07.07.2017, 08:16 Uhr

Silo-Diskussion läuft in Gallneukirchen weiter

In der Gusenstadt hadern viele mit dem Engerwitzdorfer "Erbe".

GALLNEUKIRCHEN (fog). Während der Spatenstich für das Riepl-Mega-Projekt bereits für 12. Juli anberaumt ist, zeichnet sich immer stärker ab, dass nach der abgeschlossenen Absiedelung des Lagerhauses nach Engerwitzdorf der Getreidesilo bei der Stadteinfahrt Gallneukirchen erhalten bleibt.
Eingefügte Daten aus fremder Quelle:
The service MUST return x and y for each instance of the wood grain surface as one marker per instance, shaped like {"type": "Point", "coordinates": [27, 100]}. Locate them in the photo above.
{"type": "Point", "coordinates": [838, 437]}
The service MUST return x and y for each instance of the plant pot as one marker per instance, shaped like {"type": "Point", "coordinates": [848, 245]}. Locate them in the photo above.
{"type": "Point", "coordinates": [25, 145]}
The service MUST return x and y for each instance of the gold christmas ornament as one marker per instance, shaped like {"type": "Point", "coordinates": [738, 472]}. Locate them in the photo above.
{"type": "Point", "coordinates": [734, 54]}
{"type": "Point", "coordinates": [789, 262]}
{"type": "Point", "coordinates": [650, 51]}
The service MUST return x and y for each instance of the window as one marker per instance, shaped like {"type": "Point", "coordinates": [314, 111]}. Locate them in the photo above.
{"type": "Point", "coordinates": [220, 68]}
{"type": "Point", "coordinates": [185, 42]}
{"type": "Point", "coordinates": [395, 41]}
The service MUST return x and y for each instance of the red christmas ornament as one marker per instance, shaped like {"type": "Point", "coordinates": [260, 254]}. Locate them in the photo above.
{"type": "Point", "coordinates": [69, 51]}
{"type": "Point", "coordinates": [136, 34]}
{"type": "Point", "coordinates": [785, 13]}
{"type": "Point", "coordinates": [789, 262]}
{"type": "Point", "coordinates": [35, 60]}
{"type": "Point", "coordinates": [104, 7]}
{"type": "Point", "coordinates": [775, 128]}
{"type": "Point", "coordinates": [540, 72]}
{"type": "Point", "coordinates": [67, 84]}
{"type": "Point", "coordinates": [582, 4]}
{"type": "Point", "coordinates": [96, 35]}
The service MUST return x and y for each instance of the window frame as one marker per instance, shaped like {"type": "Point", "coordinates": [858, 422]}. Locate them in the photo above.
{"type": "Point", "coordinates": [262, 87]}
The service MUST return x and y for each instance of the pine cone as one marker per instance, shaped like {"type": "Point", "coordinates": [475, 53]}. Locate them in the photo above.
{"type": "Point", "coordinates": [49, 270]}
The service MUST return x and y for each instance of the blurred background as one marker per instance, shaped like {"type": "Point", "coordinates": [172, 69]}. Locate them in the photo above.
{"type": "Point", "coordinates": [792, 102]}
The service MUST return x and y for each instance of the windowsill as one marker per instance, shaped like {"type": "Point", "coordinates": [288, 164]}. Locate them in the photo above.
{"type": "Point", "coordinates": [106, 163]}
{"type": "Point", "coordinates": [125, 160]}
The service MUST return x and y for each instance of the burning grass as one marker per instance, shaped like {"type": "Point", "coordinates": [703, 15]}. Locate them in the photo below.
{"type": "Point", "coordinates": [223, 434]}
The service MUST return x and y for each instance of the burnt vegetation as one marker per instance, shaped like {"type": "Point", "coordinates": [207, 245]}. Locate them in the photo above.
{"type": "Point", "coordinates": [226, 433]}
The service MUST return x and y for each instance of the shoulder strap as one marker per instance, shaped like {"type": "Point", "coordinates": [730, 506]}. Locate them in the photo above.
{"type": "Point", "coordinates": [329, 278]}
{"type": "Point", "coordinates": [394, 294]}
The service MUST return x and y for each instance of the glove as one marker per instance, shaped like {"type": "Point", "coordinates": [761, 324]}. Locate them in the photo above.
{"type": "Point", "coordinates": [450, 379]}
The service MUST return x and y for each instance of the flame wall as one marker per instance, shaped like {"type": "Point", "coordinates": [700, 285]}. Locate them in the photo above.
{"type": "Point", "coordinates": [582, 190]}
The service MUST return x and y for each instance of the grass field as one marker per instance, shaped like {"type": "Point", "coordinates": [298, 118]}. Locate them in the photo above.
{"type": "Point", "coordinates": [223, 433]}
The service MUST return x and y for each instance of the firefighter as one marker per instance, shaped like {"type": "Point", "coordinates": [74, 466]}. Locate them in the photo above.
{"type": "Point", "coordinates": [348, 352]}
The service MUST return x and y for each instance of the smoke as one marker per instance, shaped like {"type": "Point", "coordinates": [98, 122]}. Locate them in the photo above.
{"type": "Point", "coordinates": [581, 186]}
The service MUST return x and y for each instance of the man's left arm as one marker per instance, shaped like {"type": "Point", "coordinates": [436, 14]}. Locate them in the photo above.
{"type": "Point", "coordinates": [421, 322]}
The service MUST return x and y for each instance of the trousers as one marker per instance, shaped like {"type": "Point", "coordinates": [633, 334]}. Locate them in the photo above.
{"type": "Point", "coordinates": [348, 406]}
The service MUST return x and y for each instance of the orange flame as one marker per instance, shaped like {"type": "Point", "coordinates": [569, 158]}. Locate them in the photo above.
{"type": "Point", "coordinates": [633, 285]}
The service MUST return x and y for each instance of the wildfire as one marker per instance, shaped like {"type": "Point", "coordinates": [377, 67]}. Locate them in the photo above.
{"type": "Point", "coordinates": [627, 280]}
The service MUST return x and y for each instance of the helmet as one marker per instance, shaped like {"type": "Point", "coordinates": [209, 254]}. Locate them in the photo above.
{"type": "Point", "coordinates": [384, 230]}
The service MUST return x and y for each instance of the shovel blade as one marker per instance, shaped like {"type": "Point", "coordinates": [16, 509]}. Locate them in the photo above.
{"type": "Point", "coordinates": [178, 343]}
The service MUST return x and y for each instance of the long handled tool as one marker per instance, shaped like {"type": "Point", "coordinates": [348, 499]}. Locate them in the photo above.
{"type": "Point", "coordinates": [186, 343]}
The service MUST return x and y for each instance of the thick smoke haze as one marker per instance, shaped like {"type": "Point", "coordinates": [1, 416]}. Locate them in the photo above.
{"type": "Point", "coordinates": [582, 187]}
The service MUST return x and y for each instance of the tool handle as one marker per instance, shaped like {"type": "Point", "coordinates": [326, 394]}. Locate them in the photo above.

Obwohl: Der Gallneukirchner Stadtrat (4 ÖVP, 2 SPÖ und 1 Grüner) hat kürzlich mehrheitlich beschlossen, bei einer Enthaltung der ÖVP, dass der Silo abgerissen werden soll.

Aber der Silo steht auf Engerwitzdorfer Gemeindegebiet. "Wir können den Abriss nicht beauftragen, weil der Silo nicht baufällig ist", sagt Vizebürgermeister Helmut Hattmannsdorfer (ÖVP). Wahrscheinlicher ist, dass der Klotz in den neuen Eurospar integriert wird. Hohe Abtragungskosten und zeitlich unbefristete Verträge mit Mobilfunkanbietern sind als Gründe angegeben worden. Kurt Winter kritisiert in der aktuellen SPÖ-Zeitung: "Wenn einmal ein neuer Einkaufsmarkt gebaut wird, dann ist die Chance für Jahre, wenn nicht Jahrzehnte vertan, diesen Silo abzutragen", schreibt er. Auch der Grüne Obmann Andreas Kaindlstorfer spricht von "Ortsbildverschandelung". Da sei ihm ein ein kreativer Wettbewerb noch lieber, als den Getreidesilo einfach weiß anzumalen.